San Franciscans have a new option for helping the homeless. This month, the mobile app for 311, the city services clearinghouse, introduced a feature that lets citizens report homeless people who need non-emergency medical treatment or who require intervention because of aggressive behavior. As a bonus, users can upload photos of the homeless person in question.
"Walking past someone suffering on the streets does not reflect our San Francisco values," said Mayor Ed Lee, who has vowed to remove the city's 6,800 homeless from the street before the Super Bowl. "Our residents want to help, and we are providing easy ways for them to do that."
Darcel Jackson, a formerly homeless ironworker who this year spent six months in a shelter, calls 311's new feature "a snitch app" and the latest tool in City Hall's campaign to crack down on the homeless.
"311 started out as a way to report potholes and graffiti, then somebody got the bright idea to tell on people," Jackson says. "The city's homeless policies are ineffective because they don't include the homeless."
The City Administrator's office confirmed that homeless people weren't consulted during the planning of the new 311 feature, although representatives from the Department of Public Health, the Department of Human Services, the Homeless Outreach Team, and the mayor's office spoke on their behalf.
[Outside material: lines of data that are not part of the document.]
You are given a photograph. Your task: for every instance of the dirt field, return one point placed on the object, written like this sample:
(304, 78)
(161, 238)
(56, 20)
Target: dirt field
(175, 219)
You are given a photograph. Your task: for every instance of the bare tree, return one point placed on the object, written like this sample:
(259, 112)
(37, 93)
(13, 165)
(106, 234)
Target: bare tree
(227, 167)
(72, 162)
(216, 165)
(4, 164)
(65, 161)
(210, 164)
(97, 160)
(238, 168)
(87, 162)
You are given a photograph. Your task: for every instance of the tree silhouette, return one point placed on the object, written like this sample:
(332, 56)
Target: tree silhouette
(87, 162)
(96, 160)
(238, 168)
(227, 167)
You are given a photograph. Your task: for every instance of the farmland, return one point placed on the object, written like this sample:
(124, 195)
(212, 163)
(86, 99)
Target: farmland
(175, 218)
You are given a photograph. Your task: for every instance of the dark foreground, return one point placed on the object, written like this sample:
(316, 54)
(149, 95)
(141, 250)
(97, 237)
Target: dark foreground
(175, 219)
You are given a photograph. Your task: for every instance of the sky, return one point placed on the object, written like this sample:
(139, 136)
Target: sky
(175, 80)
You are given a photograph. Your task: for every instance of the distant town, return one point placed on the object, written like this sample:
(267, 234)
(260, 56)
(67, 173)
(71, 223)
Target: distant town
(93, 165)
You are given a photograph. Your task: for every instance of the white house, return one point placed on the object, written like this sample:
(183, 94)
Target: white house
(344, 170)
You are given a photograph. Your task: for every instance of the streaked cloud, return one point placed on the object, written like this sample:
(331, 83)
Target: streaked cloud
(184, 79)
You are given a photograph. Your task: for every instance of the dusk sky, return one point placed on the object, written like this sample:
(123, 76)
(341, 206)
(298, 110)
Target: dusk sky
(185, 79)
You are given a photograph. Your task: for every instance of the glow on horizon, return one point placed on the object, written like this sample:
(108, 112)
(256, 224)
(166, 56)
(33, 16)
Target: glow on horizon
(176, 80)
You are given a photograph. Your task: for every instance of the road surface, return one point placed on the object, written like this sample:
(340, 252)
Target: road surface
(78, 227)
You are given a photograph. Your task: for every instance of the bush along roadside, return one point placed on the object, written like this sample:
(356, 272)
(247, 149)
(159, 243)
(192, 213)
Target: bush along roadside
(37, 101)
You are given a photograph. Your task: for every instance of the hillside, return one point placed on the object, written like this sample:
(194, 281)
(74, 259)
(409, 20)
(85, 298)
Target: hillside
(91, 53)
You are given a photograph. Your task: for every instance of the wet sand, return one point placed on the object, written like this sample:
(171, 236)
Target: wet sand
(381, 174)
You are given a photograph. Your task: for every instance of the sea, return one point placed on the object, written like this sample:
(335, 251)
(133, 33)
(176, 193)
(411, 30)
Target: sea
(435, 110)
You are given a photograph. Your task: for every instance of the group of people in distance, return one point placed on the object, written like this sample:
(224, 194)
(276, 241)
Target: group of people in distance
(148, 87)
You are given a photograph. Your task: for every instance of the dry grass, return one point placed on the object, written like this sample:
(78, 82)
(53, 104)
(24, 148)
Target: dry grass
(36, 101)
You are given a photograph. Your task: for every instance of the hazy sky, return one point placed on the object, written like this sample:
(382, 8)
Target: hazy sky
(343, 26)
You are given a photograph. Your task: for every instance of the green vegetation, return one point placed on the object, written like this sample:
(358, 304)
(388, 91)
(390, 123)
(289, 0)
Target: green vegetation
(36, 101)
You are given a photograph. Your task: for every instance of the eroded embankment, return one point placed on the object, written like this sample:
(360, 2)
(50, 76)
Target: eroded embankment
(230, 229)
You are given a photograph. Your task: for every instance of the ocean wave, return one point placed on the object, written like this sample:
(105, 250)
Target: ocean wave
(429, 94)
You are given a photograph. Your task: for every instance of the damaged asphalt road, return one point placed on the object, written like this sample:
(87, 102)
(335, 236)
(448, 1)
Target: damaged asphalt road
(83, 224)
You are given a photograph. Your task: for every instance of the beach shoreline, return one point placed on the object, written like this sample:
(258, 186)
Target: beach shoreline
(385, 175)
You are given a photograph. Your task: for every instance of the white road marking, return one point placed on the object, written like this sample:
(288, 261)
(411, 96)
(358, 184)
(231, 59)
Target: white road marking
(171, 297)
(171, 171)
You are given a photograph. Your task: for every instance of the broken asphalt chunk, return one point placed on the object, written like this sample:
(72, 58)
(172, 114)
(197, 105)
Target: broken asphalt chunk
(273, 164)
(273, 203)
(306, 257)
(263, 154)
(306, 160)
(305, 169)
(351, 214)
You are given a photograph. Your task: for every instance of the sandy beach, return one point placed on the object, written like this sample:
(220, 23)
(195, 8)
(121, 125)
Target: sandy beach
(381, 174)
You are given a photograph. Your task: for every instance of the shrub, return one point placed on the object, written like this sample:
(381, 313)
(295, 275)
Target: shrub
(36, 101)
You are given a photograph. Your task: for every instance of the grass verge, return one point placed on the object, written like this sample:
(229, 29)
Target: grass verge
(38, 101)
Jackson sees this as another example of the bureaucratic groupthink that has bloated San Francisco's annual homeless services budget to $167 million, but made little headway in solving chronic homelessness.
That's why Jackson has developed an alternative app, See|Me, which connects homeless people to information about shelters, soup kitchens, legal and medical services, and job counseling.
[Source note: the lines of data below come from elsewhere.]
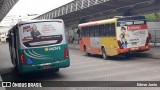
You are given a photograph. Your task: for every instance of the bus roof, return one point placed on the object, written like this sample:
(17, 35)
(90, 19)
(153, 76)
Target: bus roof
(98, 22)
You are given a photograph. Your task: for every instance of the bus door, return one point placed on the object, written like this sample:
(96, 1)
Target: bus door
(43, 43)
(132, 32)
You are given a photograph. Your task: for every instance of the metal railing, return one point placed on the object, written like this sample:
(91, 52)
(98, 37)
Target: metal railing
(155, 36)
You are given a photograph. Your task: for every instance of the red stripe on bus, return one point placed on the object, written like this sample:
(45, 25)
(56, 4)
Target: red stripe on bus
(137, 27)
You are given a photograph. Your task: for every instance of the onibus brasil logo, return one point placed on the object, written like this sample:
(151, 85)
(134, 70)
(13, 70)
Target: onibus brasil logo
(52, 48)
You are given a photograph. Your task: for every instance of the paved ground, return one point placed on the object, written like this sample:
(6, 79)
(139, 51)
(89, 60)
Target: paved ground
(154, 52)
(93, 68)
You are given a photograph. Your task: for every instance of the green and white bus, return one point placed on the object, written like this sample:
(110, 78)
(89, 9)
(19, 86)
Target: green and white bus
(38, 45)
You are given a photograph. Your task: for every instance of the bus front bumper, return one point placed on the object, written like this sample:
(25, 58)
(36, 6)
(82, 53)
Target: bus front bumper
(42, 67)
(136, 49)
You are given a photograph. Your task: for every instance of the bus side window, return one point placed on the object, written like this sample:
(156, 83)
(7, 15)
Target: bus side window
(87, 31)
(92, 31)
(82, 32)
(102, 30)
(107, 29)
(113, 29)
(96, 31)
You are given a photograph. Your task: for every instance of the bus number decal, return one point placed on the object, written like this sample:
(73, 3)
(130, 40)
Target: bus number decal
(52, 48)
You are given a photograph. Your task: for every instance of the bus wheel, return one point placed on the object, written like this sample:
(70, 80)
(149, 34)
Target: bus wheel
(105, 57)
(85, 51)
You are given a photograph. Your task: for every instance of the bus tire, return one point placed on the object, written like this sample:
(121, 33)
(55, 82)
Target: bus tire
(85, 51)
(105, 57)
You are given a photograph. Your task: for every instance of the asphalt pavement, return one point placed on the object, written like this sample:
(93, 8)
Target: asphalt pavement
(92, 68)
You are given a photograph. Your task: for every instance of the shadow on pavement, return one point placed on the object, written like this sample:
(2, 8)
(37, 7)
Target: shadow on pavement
(34, 76)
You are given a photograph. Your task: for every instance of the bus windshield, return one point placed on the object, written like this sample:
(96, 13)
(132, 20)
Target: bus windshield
(41, 33)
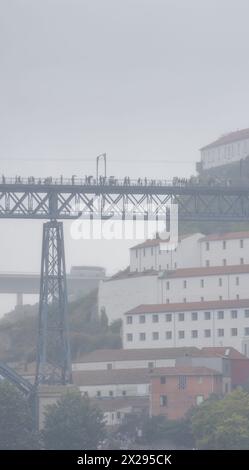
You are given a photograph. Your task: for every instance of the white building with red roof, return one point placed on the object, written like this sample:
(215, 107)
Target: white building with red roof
(228, 148)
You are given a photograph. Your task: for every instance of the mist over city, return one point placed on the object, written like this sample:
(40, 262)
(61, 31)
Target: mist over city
(124, 228)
"I had homeless people give me feedback about everything," Jackson says, including where to place download stations where technicians will help users install and navigate the app.
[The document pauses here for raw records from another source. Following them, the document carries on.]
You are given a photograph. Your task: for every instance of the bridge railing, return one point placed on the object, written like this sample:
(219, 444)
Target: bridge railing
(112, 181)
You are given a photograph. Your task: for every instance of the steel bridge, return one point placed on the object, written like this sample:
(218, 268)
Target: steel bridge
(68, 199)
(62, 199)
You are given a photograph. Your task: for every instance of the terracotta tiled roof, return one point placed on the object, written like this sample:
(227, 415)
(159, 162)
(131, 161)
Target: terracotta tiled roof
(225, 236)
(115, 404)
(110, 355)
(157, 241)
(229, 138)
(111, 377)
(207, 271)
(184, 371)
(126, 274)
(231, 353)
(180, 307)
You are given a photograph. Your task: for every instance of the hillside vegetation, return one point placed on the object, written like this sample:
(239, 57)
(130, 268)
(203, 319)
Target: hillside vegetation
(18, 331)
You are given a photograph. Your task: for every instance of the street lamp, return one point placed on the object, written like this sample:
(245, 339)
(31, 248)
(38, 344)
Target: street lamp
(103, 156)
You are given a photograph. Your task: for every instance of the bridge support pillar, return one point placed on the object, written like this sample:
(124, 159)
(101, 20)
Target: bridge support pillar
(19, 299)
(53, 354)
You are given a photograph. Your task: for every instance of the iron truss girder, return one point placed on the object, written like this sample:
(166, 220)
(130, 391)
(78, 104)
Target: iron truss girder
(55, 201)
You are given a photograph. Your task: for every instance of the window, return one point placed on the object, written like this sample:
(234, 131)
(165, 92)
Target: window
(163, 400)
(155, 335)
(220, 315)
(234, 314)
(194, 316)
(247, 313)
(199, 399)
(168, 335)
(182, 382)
Jackson spent $200 out of pocket to launch the free app — hefty capital for a man who earns $62 per month. He raised another $1,000 at the app's Oct. 13 unveiling at The Hall on Market Street but says he's "starting to worry that we won't be able to raise the money to keep this going after all the work we put into it."
So far, tech companies haven't shown much interest in partnering with Jackson. Neither have city supervisors, none of whom attended the app's unveiling.
"For just a fraction of the city's homeless budget, this app could be funded every year," Jackson says.
Despite the cold shoulder from techies and politicos, Jackson is persevering. He hopes to get support from Sam Dodge, the city's new homeless czar. (Jackson says he tried for four months to schedule an appointment with Bevan Dufty, Dodge's recently resigned predecessor, but never got a response.) And he plans to launch an Oakland version of See|Me in February.
"I want this to pop up in cities across the country," Jackson says. "If we can make it work here, we can make it work anywhere in the world."